Is this the most toxic job description in public life?
- Published
Wanted: highly respected chairman or chairwoman, available for up to 10 years, robust in the face of press scrutiny, and with no ties to the British establishment - it is becoming the most toxic job description in public life. Finding the right person to chair this vast, complex and crucial public inquiry is proving all but impossible.
The departure of Dame Lowell Goddard has plunged the Independent Inquiry into Child Sexual Abuse (IICSA) into crisis.
And what makes that so bitterly ironic is that she was precisely the person appointed to be the steadying hand on an inquiry that many felt had lost its way before it had even started.
The first chairwoman, Baroness Butler-Sloss, a hugely experienced retired judge, stood down after a week because of concerns relating to the fact she was the sister of the late Lord Havers. He was attorney general at the time of some of the abuse that was to be examined.
Why that had not been considered, or thought to be important, before her appointment remains a mystery.
The second, City solicitor Dame Fiona Woolf, lasted less than two months. Her judicial experience was confined to sitting as a part-time magistrate.
She resigned after it was claimed she was too close to Lord Brittan, who was at the time under investigation for sexual offences.
He was subsequently exonerated, but like Lady Butler-Sloss, Dame Fiona was seen as just too close to the British establishment that would fall under the inquiry's gaze.
Established in 2014, the IICSA is not simply a public inquiry, it is a vast, six-decade retrospective exercise in national soul-searching.
There is little doubt that children were sexually abused in the 1960s, 70s, 80s and 90s and beyond, across many public and private institutions.
Society frequently tolerated such abuse by turning a blind eye and allowing those who were complicit to go freely about their gruesome business.
It took a series of scandals, most notably that of serial child abuser Jimmy Savile, to really change perceptions.

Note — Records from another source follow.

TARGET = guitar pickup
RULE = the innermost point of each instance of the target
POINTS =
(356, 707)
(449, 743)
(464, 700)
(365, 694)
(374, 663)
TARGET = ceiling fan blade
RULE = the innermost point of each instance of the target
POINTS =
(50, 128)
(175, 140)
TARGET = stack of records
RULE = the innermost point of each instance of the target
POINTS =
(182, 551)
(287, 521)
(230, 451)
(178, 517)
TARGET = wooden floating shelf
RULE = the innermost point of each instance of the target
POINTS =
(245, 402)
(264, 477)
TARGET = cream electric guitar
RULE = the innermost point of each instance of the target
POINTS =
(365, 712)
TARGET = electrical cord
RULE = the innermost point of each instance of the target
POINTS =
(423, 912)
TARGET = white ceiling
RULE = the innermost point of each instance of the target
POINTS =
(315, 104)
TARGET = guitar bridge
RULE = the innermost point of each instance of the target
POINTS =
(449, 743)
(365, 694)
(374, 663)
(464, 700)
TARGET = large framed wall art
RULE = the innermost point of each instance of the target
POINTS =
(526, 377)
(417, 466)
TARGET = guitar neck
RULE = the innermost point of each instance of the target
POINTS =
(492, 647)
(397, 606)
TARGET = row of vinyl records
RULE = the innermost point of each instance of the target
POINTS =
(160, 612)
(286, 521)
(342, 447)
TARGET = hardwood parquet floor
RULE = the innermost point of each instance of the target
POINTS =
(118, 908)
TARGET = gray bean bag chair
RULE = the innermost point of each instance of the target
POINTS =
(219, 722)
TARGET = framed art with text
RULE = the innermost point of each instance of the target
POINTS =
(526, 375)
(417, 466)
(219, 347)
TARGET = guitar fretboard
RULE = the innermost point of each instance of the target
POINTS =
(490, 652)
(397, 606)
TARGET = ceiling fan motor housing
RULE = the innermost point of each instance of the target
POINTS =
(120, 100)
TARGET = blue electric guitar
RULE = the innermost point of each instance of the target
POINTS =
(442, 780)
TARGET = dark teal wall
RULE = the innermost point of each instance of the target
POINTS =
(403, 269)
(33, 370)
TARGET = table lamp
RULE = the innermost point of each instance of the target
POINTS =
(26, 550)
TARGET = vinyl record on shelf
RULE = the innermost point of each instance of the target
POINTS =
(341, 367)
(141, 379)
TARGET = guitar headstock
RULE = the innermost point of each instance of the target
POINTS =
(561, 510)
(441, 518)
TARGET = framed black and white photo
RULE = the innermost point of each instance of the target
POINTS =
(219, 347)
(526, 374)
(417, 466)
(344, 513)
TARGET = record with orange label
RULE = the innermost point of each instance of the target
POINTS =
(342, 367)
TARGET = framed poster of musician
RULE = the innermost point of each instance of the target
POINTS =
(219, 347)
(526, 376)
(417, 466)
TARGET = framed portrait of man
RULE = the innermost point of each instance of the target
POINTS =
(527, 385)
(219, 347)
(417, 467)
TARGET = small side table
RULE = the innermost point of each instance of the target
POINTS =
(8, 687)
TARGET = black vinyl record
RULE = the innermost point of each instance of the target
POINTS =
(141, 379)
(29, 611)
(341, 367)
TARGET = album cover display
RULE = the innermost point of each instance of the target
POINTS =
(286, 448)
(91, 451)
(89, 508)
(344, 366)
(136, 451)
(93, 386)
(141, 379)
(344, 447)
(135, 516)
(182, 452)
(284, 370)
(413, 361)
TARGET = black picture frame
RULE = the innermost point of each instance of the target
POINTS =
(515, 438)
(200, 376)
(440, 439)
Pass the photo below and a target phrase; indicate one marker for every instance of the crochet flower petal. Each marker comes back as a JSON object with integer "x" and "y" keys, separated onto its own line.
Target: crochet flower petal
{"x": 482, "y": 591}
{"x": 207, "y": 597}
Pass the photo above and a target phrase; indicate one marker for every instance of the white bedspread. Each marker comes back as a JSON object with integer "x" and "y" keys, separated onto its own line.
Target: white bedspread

The IICSA must delve into the national psyche and institutions of decades past, and carry out extensive examinations of how they operated in relation to children.
Its scope is mammoth.
Churches, children's homes, the police, armed forces, schools, hospitals, charities, the BBC, and the role of well known people in politics and the media are just some of the areas it aims to tackle.
It must then come up with a comprehensive report that ensures no such abuse can occur in future.
That such an inquiry could have lost three chairwomen, all appointed by the then Home Secretary, Theresa May, in two years is disturbing.
So, back to basics.
There are two key selection criteria for the new chairman or chairwoman.
They need the intellect and experience to do the job.
It would normally be a senior serving, or former, judge familiar with the law underpinning a public inquiry, and used to hearing and analysing mammoth amounts of testimony from multiple witnesses - effectively and with sensitivity.
But two senior judges have come and gone.
Equally important is perception and independence.
Victims and survivors must have confidence the chairman or chairwoman is divorced from the contentious subject matter of the inquiry and key people who may figure in it.
That is difficult for a senior British judge, who would be seen as part of the establishment and could have connections to individuals and institutions being examined.
But recruiting from abroad has also failed.
What makes recruitment harder still is that, in football parlance, Dame Lowell had "lost the dressing room".
My colleague Tom Symonds has reported that there was tension, even conflict, between her and her officials.
The former director of public prosecutions Lord Macdonald says chairing the inquiry is now "not so much a poisoned chalice as a lethal injection".
That raises two questions:
Is there someone capable of getting the inquiry in its present form back on track?
Or should it now be broken down into much more defined, separate inquiries with different chairmen or chairwomen?
The role would dominate and define the career of a senior person and place them under an intense media spotlight for the best part of a decade or longer.
Senior judges, such as the much respected Dame Heather Hallet, who won praise for her sensitive handling of the inquests into the deaths of those killed by the 7 July 2005 London bombings, would have to give up their judicial career and the chance of becoming Lord Chief Justice. The role becomes vacant next year.
Among other names mentioned are the current counsel to the inquiry Ben Emerson QC. He is a distinguished human rights lawyer, with the advantage of knowing the preliminary work of the inquiry well.
The barrister Michael Mansfield QC is favoured by some survivors, but at 74 is perhaps too old for a 10-year stint.
Beyond judges and lawyers, Prof Alexis Jay, who led the Independent Inquiry into Child Sexual Exploitation in Rotherham and is currently on the IICSE's advisory panel, is being touted by some as an interim chairman who could then take over full time.
Judge, civil servant, academic? Only the brave need apply.